Sunday, March 13, 2011

Japan's Nuclear Disaster Grows

As we predicted two days ago, the original "don't worry, everything's fine" picture presented by authorities in Japan is coming apart at the seams, along with the country's nuclear reactors.

From USA Today:

The quake and tsunami damaged three reactors at the Fukushima Dai-ichi nuclear plant, which lost their cooling functions necessary to keep the fuel rods functioning properly. At first the Unit 1 reactor was in trouble with an explosion destroying the walls of the room in which it is placed. Later, Unit 3 also began to experience problems.

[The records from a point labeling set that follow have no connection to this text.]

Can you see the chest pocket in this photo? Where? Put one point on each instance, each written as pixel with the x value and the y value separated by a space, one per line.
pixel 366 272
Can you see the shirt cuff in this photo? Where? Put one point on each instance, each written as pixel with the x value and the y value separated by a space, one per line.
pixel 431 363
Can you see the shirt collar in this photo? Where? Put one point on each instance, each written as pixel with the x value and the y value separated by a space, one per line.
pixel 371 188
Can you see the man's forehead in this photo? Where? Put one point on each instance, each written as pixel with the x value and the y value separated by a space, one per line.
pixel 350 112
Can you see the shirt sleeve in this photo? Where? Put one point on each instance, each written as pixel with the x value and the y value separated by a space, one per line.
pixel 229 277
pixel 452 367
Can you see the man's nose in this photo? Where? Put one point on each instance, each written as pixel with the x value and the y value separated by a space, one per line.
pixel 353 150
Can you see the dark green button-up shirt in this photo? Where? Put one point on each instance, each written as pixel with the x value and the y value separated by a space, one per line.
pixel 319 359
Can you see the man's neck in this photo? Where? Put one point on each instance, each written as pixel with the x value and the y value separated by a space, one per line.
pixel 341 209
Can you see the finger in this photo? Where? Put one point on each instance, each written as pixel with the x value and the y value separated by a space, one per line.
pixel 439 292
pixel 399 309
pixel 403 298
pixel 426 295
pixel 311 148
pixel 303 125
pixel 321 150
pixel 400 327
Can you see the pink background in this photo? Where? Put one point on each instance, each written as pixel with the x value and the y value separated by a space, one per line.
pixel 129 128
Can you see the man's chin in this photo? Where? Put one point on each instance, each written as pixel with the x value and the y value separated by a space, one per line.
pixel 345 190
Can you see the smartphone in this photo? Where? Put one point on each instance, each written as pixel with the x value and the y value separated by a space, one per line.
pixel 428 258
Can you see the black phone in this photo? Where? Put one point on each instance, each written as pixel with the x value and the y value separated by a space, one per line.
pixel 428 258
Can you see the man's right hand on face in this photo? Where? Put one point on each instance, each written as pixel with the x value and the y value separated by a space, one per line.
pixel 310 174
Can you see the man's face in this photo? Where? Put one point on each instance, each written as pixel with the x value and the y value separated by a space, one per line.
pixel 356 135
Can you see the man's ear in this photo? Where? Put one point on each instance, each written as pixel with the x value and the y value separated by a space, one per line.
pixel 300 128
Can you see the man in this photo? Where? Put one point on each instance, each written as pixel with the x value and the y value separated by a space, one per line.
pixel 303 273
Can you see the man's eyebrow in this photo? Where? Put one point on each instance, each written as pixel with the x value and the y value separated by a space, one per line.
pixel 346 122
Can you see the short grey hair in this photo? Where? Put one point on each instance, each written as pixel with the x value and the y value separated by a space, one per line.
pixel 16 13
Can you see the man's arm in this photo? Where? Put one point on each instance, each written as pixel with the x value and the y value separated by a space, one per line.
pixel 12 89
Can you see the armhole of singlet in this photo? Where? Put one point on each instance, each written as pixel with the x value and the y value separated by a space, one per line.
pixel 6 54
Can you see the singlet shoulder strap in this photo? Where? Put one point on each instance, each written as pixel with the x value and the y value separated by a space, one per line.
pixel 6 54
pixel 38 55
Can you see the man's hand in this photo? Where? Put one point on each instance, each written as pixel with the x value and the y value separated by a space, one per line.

Chief Cabinet Secretary Yukio Edano said operators released slightly radioactive air from Unit 3 Sunday, while injecting water into it as an effort to reduce pressure and temperature to save the reactor from a possible meltdown.

Still, a partial meltdown in the unit is "highly possible," he told reporters.

And the New York Times:

Japanese officials struggled on Sunday to contain a widening nuclear crisis in the aftermath of a devastating earthquake and tsunami, saying they presumed that partial meltdowns had occurred at two crippled reactors and that they were facing serious cooling problems at three more. The emergency appeared to be the worst involving a nuclear plant since the Chernobyl disaster 25 years ago. The developments at two separate nuclear plants prompted the evacuation of more than 200,000 people. [Meta-O note: this figure has since been upped to 250,000 at this hour.] The Japanese Nuclear and Industrial Safety Agency said that as many as 160 people may have been exposed to radiation around the plant, and Japanese news media said that three workers at the facility were suffering from full-on radiation sickness.